Comparative Analysis of Battery Electric, Hydrogen Fuel Cell, and Hybrid Vehicles in a Future Sustainable Road Transport System

With the onset of global warming and climate change, road transport has become responsible for a large part of global anthropogenic emissions of CO2. Today’s road transport, for the most part dependent on oil-derived fuels, generates various pollutants that are harmful to human health. Offer et al. (2010) utilize previous studies conducted by the International Energy Agency, hereafter IEA, on alternative vehicle platforms. One platform called for a reduction of 80gCO2 km-1 to 30gCO2km-1 by the year 2030. The other platform suggested that a substantial shift to hydrogen-fuelled cars by the year 2050 could result in 50% less CO2 emissions. These platforms served as the bases for their comparative analysis of battery electric, hydrogen fuel cell and hybrid vehicles in the years 2010 and 2030. Using data based in technology, cost prediction, and sensitivity analyses of the benefits and drawbacks of alternative fuel-based vehicles, Offer et al. reason that a “combination of electricity and hydrogen as a transport fuel could bring additional benefit to the end user in terms of both capital and running cost.” The authors label this model a hydrogen fuel cell plug-in hybrid vehicle, hereafter FCHEV. While the FCHEV carries a significantly low lifecycle cost in comparison to other alternative fuel-based vehicles, alternate data show the FCHEV’s insensitivity to electricity costs and sensitivity to hydrogen cost. The authors determine that with future technologies, various shortcomings, particularly involving mass-production and infrastructure, could be solved, presenting hydrogen fuel cell and battery electric vehicles as viable options for a future sustainable road transport system by the year 2030. Offer et al. conclude the best platform for future integration of fuel cells is the FCHEV, which, for policy-making purposes, “should be pursued and supported.”—Laura Silverberg

Offer, G.J., Howey, D., Contestabile, M., Clague, R., Brandon, N., 2010. Comparative analysis of battery electric, hydrogen fuel cell and hybrid vehicles in a future sustainable road transport system. Energy Policy 38, 24-29.
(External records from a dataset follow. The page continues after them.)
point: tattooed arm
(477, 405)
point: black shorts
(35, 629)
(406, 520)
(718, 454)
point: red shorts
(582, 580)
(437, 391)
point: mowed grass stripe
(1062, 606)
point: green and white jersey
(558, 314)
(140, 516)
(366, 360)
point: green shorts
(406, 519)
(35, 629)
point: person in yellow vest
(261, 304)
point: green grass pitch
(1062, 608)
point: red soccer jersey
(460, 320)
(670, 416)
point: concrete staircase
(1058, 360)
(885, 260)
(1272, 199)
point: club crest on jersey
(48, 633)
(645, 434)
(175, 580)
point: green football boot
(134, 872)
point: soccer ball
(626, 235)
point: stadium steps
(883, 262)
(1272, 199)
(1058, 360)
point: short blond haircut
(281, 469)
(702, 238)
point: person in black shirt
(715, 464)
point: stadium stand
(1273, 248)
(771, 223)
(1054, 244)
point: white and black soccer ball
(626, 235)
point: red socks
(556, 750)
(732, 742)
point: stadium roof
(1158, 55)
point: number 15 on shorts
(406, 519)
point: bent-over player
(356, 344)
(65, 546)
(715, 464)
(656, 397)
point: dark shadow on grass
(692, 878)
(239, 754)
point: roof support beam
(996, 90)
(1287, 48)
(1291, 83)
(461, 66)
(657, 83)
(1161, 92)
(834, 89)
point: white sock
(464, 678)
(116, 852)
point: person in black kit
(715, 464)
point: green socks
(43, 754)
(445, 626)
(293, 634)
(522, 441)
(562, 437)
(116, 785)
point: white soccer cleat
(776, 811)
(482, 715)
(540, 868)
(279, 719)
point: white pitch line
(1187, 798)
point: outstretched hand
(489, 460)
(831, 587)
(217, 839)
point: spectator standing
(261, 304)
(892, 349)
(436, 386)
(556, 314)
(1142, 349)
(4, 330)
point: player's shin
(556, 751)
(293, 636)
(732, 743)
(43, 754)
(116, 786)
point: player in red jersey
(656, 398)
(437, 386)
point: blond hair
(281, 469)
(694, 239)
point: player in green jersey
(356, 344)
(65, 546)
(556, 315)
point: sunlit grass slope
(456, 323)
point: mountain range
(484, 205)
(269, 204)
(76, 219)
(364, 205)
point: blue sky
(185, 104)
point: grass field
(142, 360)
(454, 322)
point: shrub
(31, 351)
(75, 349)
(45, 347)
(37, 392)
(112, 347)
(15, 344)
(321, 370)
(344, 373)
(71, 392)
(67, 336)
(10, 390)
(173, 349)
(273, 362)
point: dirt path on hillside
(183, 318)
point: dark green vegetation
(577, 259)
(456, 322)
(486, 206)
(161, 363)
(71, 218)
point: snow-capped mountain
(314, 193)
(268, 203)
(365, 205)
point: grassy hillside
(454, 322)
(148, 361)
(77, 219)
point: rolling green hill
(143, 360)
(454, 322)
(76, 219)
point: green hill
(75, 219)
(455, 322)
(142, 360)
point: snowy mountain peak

 G.J. Offer et al. analyze two of the three “alternative powertrain technologies considered by IEA as viable options of providing a “sustainable road transport system with near-zero emissions” by the year 2030 (IEA, 2008). By taking these into consideration, the authors create their own form of technical, economic and infrastructural comparisons with the analysis of various barriers to the adoption of battery electric vehicles, hereafter BEVs and fuel cell electric vehicles, hereafter FCEVs. For the most part, these barriers are somewhat ‘complementary’, although electricity proves more accessible at this point in time, as electricity is already a widely used energy vector. That is not to say, however, that hydrogen is not a practical option for the future. The authors discuss that overcoming technical and economic barriers are important for large scale, mass-produced adoption of alternative-fuel vehicles; however, their study focuses more on the potential economic advantages of the IEA vehicle platforms. Since the BEV and the FCEV models both rely on an electric powertrain and are otherwise identical, the authors claim that “the two technologies should be considered together rather than separately, in a hybrid solution.”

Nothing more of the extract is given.